Any signs of a thaw in Japan and South Korea's latest feud have now disappeared with Seoul's reiteration of its intent to end an intelligence-sharing pact with Tokyo, observers say. They suggest the dispute could get worse before the two countries reach an understanding on their historical issues.

"Nearly 75 years after World War II ended, the relationship between Japan and South Korea remains unusually fraught because the Koreans never had the psychological closure of the war to settle accounts with Japan. The two sides never reached mutual understanding over the past," Yuzo Tanaka, a professor of economics at Ryukoku University in Kyoto told China Daily, adding that the current dispute, like many others in the past, is merely a reflection of that.

Many hoped that last Monday's one-on-one meeting between South Korea's President Moon Jae-in and Japanese Prime Minister Shinzo Abe was the sign of warming relation. Their 11-minute on the sidelines of a conference in Bangkok was the first time they had met in more than a year.

"With Prime Minister Abe, I held a meaningful meeting that could be the start of dialogue," Moon said on Twitter on Tuesday, expressing optimism and implying an encouraging atmosphere for improvement since Seoul's Supreme Court ruled twice in late 2018 that several Japanese companies must compensate a group of elderly South Koreans or their descendants who were forced to work for the companies during Japan's occupation of the Korean Peninsula from 1910 to 1945.

Japanese Foreign Minister Toshimitsu Motegi, however, offered a note of caution last week: "We shouldn't give too high an evaluation of this 10-minute conversation," he said.

Motegi's caution had been proved right as Bloomberg reported on Saturday that South Korea had confirmed that it would terminate a military intelligence-sharing pact with Japan on Nov 23. Both Japan and South Korea are long-standing US allies.

"Our position on the termination of General Security of Military Information Agreement hasn't changed.
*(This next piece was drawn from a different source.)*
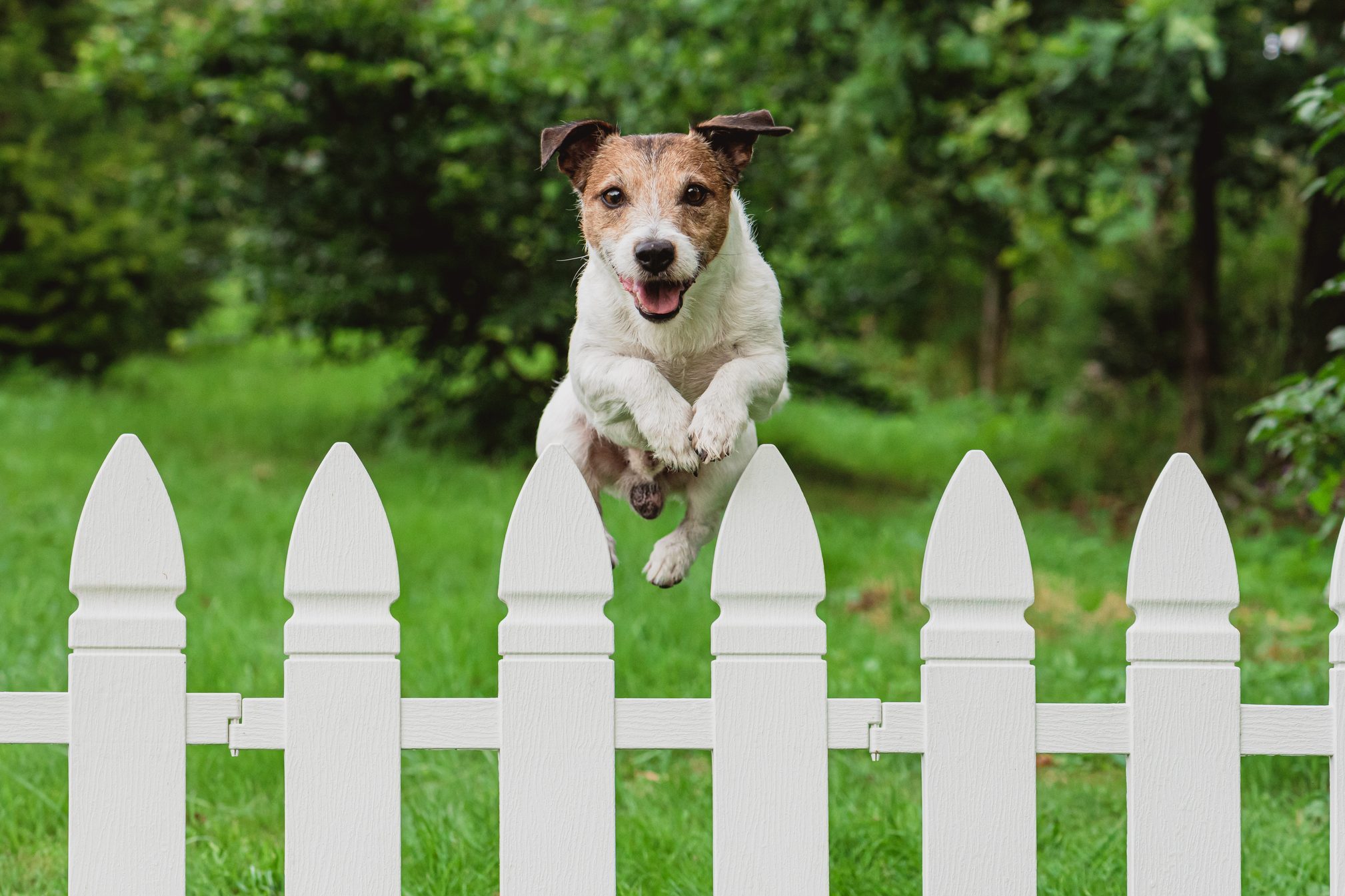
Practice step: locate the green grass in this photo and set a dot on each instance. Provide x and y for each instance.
(237, 433)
We don't think the termination would weaken the alliance with the US," a Blue House official was quoted by Bloomberg as saying.
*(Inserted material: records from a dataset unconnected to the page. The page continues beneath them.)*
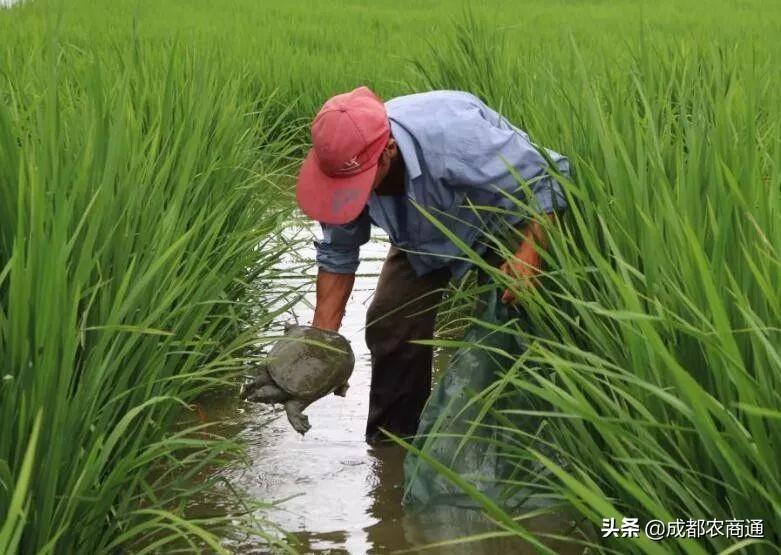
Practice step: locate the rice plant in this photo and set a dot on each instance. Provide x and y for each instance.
(656, 340)
(136, 209)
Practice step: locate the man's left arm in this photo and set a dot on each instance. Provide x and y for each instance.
(526, 263)
(488, 157)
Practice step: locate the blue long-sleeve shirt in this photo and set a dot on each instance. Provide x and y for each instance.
(457, 151)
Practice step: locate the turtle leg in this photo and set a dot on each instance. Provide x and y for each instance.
(341, 391)
(269, 393)
(294, 409)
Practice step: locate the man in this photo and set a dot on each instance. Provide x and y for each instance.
(371, 163)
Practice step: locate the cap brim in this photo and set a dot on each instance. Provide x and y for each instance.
(332, 200)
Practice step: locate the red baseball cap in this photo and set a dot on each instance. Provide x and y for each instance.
(349, 134)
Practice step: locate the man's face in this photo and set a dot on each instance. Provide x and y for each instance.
(384, 164)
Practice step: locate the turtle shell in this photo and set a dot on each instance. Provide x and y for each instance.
(310, 362)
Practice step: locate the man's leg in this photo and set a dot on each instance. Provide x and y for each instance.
(403, 309)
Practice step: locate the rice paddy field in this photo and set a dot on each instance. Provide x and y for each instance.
(146, 155)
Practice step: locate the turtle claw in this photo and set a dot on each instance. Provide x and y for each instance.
(297, 419)
(341, 391)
"Despite Abe and Moon having had a 'friendly and serious' talk, substantial improvement in deeply frayed bilateral ties is unlikely as no one would want to run the risk of compromising because it will provoke a backlash at home," said Yu Qiang, an associate professor at the University of International Relations in Beijing.
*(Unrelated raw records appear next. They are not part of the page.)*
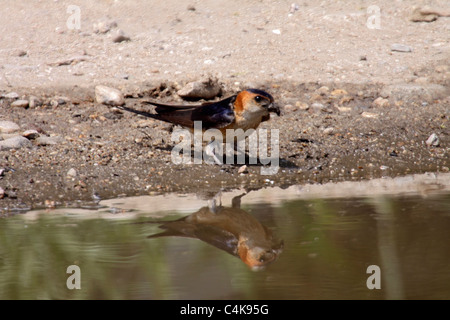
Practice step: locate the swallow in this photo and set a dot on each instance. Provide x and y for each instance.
(230, 229)
(245, 110)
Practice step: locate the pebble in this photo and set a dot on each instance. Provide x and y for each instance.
(381, 102)
(71, 173)
(120, 36)
(11, 95)
(328, 131)
(8, 127)
(433, 140)
(323, 90)
(243, 169)
(400, 47)
(46, 141)
(31, 134)
(302, 105)
(34, 102)
(206, 88)
(294, 7)
(369, 115)
(109, 96)
(104, 26)
(20, 103)
(15, 142)
(289, 108)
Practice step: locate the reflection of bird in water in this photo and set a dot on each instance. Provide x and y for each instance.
(230, 229)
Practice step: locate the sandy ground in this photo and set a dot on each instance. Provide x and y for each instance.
(326, 63)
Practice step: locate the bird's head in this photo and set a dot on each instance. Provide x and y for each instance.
(255, 101)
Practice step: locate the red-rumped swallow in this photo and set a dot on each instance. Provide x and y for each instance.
(230, 229)
(245, 110)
According to Yu, although compromise would be a profitable solution for both countries, it is hard to reach as politicians in Japan and South Korea "can only listen to their voters not the right opinion".

"The Japanese can't understand why a new generation of South Koreans are so determined to hold young Japanese responsible for the war that their great-grandparents did," Tanaka in Kyoto said, "They also can't understand why South Koreans don't accept the critical 1965 treaty which normalized relations between Tokyo and Seoul."

As a trigger of the escalated dispute, Japan argued that South Korea's compensation claims were settled by a 1965 treaty between the two sides. Seoul disagrees, arguing that agreement didn't cover emotional pain and suffering.

"Moon's action is reasonable for many Koreans because the 1965 deal never had their consent and thus lack legitimacy," Tanaka said.

The 1965 deal was signed by ROK's authoritarian ruler Park Chung-hee and sparked public outrage in that year.

"This means a certain number of South Koreans didn't agree with the treaty. They just didn't have the power to fight back at that time," Tanaka said.

Tanaka said from Japan's perspective, Moon's request is unacceptable because "how can we negotiate and give more and more to a country that ignores past agreements" and that's why the bilateral situation hit a "dead-end".

As a result, an increasing number of Japanese and South Koreans have negative impressions of each other. An annual poll conducted by Genron NPO, a think tank in Japan, showed that in 2019 the top reason Japanese hate South Koreans was "South Korea's continued criticism against Japan on historical issues" while South Koreans hated Japanese people for having "no remorse over Japan's past wartime aggression".